In [None]:
import numpy as np
import seaborn as sb
import pandas
import sys
import itertools
import matplotlib.pyplot as plt
import nltk
import csv
import datetime
import tensorflow as tf
%matplotlib notebook

# Deep learning of MNIST data using tensorflow

We closely follow the tensorflow tutorial here, trying to train and optimize a neural network to recognize our handwritten digits.

## Importing MNIST

Tensorflow has its own version of the MNIST data, which we import like this:

In [None]:
from tensorflow.examples.tutorials.mnist import input_data
mnist = input_data.read_data_sets('MNIST_data', one_hot=True)

## Training in an interactive session

So far, we have created our graph and then called `sess.run()` to evaluate it. We can be a bit more flexible and run an interactive session that lets us change things under the hood:

In [None]:
sess = tf.InteractiveSession()

## Defining the data

We first need input and label data. These are tensorflow placeholders that will be populated with the actual data later on. 

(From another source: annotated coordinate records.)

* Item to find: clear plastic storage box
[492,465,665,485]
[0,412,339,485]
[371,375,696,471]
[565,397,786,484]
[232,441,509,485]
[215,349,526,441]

Since MNIST images are 28x28 pixels, the resulting dimensionality is 784. And we have 10 digit labels, which makes the output a **one-hot encoded** vector with 10 dimensions. 

In order to initialize these properly, we also tell tensorflow the size of each of the inputs. This is not actually necessary, but will allow tensorflow later to debug dimension-mismatches (which happen a lot in neural nets!!)

In [None]:
# None tells tensorflow that that dimension can have any size
x = tf.placeholder(tf.float32, shape=[None,784])
y = tf.placeholder(tf.float32, shape=[None,10])

## Step 1: A linear model with softmax loss

We know that a Linear Ridge regression classifier can get us around 88% accuracy on the MNIST data.

Let's use a similar model, but use the typical softmax loss, which is used to optimize classification problems.

First the linear model with its parameters. Don't forget that we need to initialize variables before their first use!!

In [None]:
# weights map all dimensions to ten classes
w = tf.Variable(tf.zeros([784,10]))
# biases get added
b = tf.Variable(tf.zeros([10]))
sess.run(tf.global_variables_initializer())

# note how tensorflow expects the multiplication order
ym = tf.matmul(x,w)+b
# the output of course has to be label-dimension!
print(ym.shape)

Now for the loss function. We will take the usual softmax cross-entropy function, that is implemented in tensorflow. 

The softmax is applied to the output prediction of the model ($ym$) and then summed across all classes ($\sum_{c=1}^{10}$). The average of all sums is then our total loss. 

In [None]:
l = tf.reduce_mean(tf.nn.softmax_cross_entropy_with_logits(labels=y,logits=ym))

### Gradient descent

Let's do a minibatch gradient descent, where we feed in 100 examples and then train the parameters successively.

In [None]:
train = tf.train.GradientDescentOptimizer(0.5).minimize(l)
for iter in np.arange(1000):
    miniBatch = mnist.train.next_batch(100)
    train.run(feed_dict={x: miniBatch[0], y: miniBatch[1]})

### Evaluate
We check how many labels are correct (result of that is boolean) and then cast that to a float variable (the result of that is numbers [0,1]) and then average this to get the overall accuracy.

Note, that these are not executed yet but only define the computational operations in the graph!

In [None]:
correct = tf.equal(tf.argmax(y,1),tf.argmax(ym,1))
accuracy = tf.reduce_mean(tf.cast(correct,tf.float32))

Let's evaluate our accuracy on the test set:

In [None]:
print('Linear accuracy:',accuracy.eval(feed_dict={x: mnist.test.images, y: mnist.test.labels}))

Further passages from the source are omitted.